Report urges setting up youth justice system
A Department of Justice group wants the proposed juvenile service to take responsibility for all children up to 18, writes Carol Coulter, Legal Affairs Correspondent.
The setting up of a new youth justice service is to be recommended to the Government in the autumn, The Irish Times has learned.
The recommendation will come in a report from the Department of Justice, Equality and Law Reform, where a group, under the chairmanship of Sylda Langford, has been studying the problems of the youth justice system for almost a year.
Minister for Justice Michael McDowell referred to this group when he launched the annual report of the Courts Service last week. He said the youth justice system was characterised by the involvement of many different departments and agencies, carrying a danger of a breakdown in responsibility.
He said the group had consulted widely and had evaluated international best practice, and he would be bringing its recommendations to the Cabinet in the autumn.
The Irish Times has learned that the group is recommending the creation of a youth justice service to take responsibility for all children up to the age of 18.
Currently those under 16 are the responsibility of the Department of Education and Science, with 16- and 17-year-olds coming under the Department of Justice and the Prison Service. Children in trouble, but not yet in the criminal justice system, come under the responsibility of the Department of Health and Children.
"The lack of cohesion in the State's response to dealing with young offenders was of serious concern to those involved in the consultation process," according to the report's summary.
"The fact that three Government departments and countless agencies were involved made a uniform approach almost impossible and many contributors recommended that some mechanism be put in place to facilitate cross-agency collaboration."
Long term, the youth justice service should be under the aegis of the Health Service Executive, according to the group.
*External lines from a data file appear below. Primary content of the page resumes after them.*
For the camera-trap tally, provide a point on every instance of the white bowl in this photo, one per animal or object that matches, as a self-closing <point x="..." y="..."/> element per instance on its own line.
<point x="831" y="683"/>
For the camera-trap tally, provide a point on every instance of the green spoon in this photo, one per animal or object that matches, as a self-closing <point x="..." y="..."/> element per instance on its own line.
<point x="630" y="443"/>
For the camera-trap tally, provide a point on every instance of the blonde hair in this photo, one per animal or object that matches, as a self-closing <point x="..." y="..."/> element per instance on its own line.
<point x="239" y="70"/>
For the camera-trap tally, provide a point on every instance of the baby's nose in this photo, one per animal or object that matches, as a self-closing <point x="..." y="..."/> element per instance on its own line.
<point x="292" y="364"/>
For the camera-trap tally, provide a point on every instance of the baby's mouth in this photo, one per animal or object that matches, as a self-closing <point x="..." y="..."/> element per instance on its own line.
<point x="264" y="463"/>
However, given that the HSE is at a very early stage of development, it recommends that the service be under the responsibility of the Department of Justice, Equality and Law Reform as an interim measure.
The new youth justice service should bring services for young offenders together under one structure, with three objectives: policy development; responsibility for services ranging from detention through community sanctions to diversion projects and restorative justice conferencing; and improving the delivery of services.
It would assume responsibility for the running of detention schools, which would be education-focused, and have a role with the Probation and Welfare Service in providing community services for young offenders.
It envisages the development of protocols with the Courts Service and other agencies, and also recommends finding ways to improve the confidentiality and privacy of young offenders before the Circuit or Central Criminal Courts.
It also raised the question of dedicated children's courts throughout the State, or other measures to ensure the protection of children's privacy and confidentiality in the courts system.
This report follows the publication of two reports critical of the Children's Court in Dublin. An audit of children's rights for those before the court, by Dr Ursula Kilkelly of UCC, found that their right to privacy was not protected at all times.
It also found that young people were not facilitated in exercising their right to participate in their criminal proceedings and in many cases did not understand what was going on.
As well as infringing their rights, this reduced the potential effectiveness of the process in challenging their offending behaviour, Dr Kilkelly said.
A study of 50 young people before the Dublin Children's Court by the Irish Association for the Study of Delinquency found significant delays in cases involving children coming to trial; the use of detention for half those convicted, although under the 2001 Children's Act this should be a last resort; and a pattern of problems with family background, educational disadvantage and alcohol and drug misuse, especially among those sentenced to detention.